Case #2: Your frail COPD patient deteriorated soon after you stabilized the asthmatic. You wondered if this man would ever come off the vent as you deftly slid the 8.0 ETT through the cords. After airway stabilization, you set your ventilator as follows: PCAC, FIO2 100%, PIP 22 (corresponds to volumes between 600 cc and 800 cc), PEEP 14 (based on P-flex), sedated with midazolam drips and morphine, short inspiratory time with a prolonged expiratory time, and a respiratory rate of 8. This gives you an ABG of pH 7.40, PaO2 170, and PaCO2 of 30. You ask the respiratory therapist to reduce the FIO2 based on the oxygenation pleth (there is a good wave) and to reduce the PIP. She remarks that the plateau pressures are already below 30, but you explain that the corresponding volumes are a bit too large for a 60 kg man.

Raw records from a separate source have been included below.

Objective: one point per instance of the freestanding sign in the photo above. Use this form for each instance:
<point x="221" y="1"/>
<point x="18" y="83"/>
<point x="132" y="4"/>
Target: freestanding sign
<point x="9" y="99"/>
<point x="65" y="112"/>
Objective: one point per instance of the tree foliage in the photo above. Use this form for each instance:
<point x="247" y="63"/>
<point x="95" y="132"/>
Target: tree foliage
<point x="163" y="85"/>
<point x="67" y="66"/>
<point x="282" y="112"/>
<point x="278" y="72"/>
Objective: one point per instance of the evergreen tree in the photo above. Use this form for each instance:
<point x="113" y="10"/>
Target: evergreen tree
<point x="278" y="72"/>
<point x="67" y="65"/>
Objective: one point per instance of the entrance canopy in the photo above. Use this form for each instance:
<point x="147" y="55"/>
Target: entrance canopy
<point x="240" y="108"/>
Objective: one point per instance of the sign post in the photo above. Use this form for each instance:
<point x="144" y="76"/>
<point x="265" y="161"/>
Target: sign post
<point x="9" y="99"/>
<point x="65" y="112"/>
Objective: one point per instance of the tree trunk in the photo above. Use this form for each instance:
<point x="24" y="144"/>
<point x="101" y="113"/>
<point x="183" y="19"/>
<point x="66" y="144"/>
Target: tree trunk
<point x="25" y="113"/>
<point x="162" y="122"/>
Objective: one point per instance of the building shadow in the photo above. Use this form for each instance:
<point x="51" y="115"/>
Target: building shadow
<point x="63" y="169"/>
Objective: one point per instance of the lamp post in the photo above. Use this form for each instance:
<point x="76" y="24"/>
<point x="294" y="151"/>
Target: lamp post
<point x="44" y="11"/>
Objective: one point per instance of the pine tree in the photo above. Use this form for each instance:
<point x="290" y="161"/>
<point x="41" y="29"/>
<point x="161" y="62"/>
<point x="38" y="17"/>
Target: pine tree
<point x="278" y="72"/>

Case #3: Stabilizing this patient was a chore that involved management of her myocardial infarction, flash pulmonary edema, and new onset seizure (either hypoxic or a run of ventricular tachycardia). Her short neck, large size, and frothy pink sputum made intubation difficult. She ended up with a 7-0 ETT tube, volume control ventilation, FIO2 100%, set tidal volumes of 400 (corresponding plateau pressure 35), initial PEEP of 5, sedated with morphine and propofol, and a respiratory rate of 14. A P-flex shows an optimal PEEP of 15. You set this and notice, with satisfaction, that her plateau pressures come down as you recruit more lung volume. You adjust her tidal volumes up to 500 as you maintain her plateau pressures < 30. You also reduce your FIO2 to 50% to avoid absorption atelectasis.